People today cannot truly grasp history and fully comprehend (possibly literally) what should be learned from it because it is for many of them, especially the new ones in school, just words on a page.
Nothing educates like experience, like how you can teach a skill from a book but to truly understand it you must practice it, probably poorly at first but better with further action.
History cannot truly be experienced by someone who was not there, whether kept apart by time or distance. We can try to bridge the gap with our spoken and written words, and today maybe a video feed, but it is not the same. Just doesn’t adhere to our fleshy brains the same way.
This also means that “true” historical fact and utter fiction are often indistinguishable. The only difference between a history book and a historical fiction is that we are encouraged by our parents who we trust implicitly, or our teachers they tell us to trust, to believe that one book be the true one over another.
Kids today cannot understand the gravity and lessons of the time before because what they have experienced first hand in their short lives is the only thing they truly know to be real. As for everything else, it would be just as easy to give them an alt-history fiction and convince them we saved our country from actual lizard men. And they would believe it with just as much vigor as any other history lesson.
This is why I think some major issues are easily glossed over by the newest generations. Their entire life experience is based in a world which is not perfect, but also not as bad or the same as the events before. And the accounts of the past just don’t hold the same gravity as their experience of world today, making those who did experience worse and are rightly afraid seem like they are exaggerating. We ask people to feel just as concerned about something they have never lived through and hopefully never will, with the same feeling as those who truly have. And it would be like asking someone to feel like they’ve lived through a novel or movie, because to their brain there is no difference. I feel that’s why there is a struggle to connect and cooperate on these issues.
It doesn’t help that history is malleable because of its apparent intangibility. There is the fear these days that misinformation, propaganda, and AI created fiction can be easily spread along today’s internet, to influence the minds of people everywhere and convince them of non-truths. Politicians and leaders of nations are even at this moment pushing legislation to set the tone of history taught in schools. Should any of this succeed, one generation will know history to have one set of facts, and the next will have another set. They will both hold these facts to be as irrefutably true as any others they’ve learned. I feel that this is so easily possible because of how, fundamentally, the “true” and false histories are cut from the same cloth and leave the same mark on the mind.
Notice how I keep putting “true” history in quotes? It’s because I ask, what is true history? Is it not said that history belongs to the victor? Propaganda, book burnings, internet/information restrictions, statues and landmarks put up and torn down… History is subjective, altered every day to suite a narrative or changing sensibilities. Different countries educate on different perspectives and opinions of the same events, and each is the world truth according to their citizens. This practice continues even into today, with wars going on and different sides with different opinions on why they are happening…and when one is victorious, one side will influence the collective record through alliances old and new, and make that the truth. Eventually. And if that side so happens to be known by the witnesses of the time to be false, then what will become future historical truth, will actually just be fiction.

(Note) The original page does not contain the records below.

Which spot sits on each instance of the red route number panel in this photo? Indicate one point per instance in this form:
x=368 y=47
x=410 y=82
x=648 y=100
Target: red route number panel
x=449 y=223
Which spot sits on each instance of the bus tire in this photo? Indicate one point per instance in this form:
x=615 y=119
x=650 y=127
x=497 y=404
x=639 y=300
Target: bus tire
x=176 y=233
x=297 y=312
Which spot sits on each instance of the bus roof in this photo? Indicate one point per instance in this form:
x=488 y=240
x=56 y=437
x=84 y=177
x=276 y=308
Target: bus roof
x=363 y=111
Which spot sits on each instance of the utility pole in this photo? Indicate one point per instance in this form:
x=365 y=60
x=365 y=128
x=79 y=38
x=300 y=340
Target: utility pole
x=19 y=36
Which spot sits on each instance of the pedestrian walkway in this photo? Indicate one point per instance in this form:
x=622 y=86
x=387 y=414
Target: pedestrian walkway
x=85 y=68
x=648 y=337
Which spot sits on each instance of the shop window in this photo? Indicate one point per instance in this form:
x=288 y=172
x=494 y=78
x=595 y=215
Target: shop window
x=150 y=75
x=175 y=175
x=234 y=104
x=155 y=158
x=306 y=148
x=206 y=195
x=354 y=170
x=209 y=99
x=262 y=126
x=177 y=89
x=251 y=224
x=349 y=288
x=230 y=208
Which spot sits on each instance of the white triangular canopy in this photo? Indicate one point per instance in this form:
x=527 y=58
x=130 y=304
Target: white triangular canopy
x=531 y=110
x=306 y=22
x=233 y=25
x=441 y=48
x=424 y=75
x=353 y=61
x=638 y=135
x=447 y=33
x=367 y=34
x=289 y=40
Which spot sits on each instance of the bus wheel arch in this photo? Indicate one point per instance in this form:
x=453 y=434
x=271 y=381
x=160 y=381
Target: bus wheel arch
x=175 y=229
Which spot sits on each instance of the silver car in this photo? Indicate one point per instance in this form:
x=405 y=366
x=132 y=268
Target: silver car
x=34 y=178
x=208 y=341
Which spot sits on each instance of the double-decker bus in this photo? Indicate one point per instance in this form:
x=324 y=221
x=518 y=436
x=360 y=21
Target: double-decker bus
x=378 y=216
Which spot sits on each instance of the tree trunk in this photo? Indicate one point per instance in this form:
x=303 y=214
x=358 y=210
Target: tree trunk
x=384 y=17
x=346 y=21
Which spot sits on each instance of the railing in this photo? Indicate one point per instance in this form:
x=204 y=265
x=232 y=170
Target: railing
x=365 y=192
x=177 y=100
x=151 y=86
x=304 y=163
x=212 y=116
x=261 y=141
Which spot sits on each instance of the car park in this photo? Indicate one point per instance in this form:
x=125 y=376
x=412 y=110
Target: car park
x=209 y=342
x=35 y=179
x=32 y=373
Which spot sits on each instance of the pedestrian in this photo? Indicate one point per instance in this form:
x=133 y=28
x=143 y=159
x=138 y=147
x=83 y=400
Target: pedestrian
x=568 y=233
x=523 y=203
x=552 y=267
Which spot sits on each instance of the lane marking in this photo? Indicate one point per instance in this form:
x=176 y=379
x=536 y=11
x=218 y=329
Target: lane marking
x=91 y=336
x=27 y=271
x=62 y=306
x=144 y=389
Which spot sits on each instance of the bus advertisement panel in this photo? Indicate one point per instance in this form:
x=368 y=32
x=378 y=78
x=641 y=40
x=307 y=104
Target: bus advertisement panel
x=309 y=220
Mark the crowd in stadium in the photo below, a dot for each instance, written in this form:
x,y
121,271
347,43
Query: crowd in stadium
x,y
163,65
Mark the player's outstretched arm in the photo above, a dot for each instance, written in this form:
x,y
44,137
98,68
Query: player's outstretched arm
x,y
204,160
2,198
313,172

Or really, all just words on the page, like all history not personally witnessed.
ElectroVagrant@lemmy.world 9 months ago
You might be interested in doing some reading on the subject of epistemology. I think it’s a mistake to suppose that the hard basis of knowledge is experience alone, especially given that so much of our knowledge is formed through abstraction, and there’s many questions of what it may even mean to directly experience anything to begin with.
Reflect on any historical moment you may have lived through to this point. The entire ability to recognize it as an historical moment itself suggests conceptual models of the events of being that are not in themselves necessarily representative of a true, factual basis unless one may somehow be privy to a wider range of information and knowledge than any individual typically has. One’s experience of that historical moment then will be no more representative of a true history than any so-called victors nor any other everyday people.
Only after reflection and careful investigation of the event and the contexts surrounding it may people come closer to something resembling a true historical account (and historians could speak better to what more be may involved in striving after this than I’m indicating here). It is much the same, imo, for any efforts to develop knowledge. Anything less may be some interesting stories that may hold some fragments of truth and facts, but are disorganized folk knowledge at best, perhaps malicious disinformation at worst.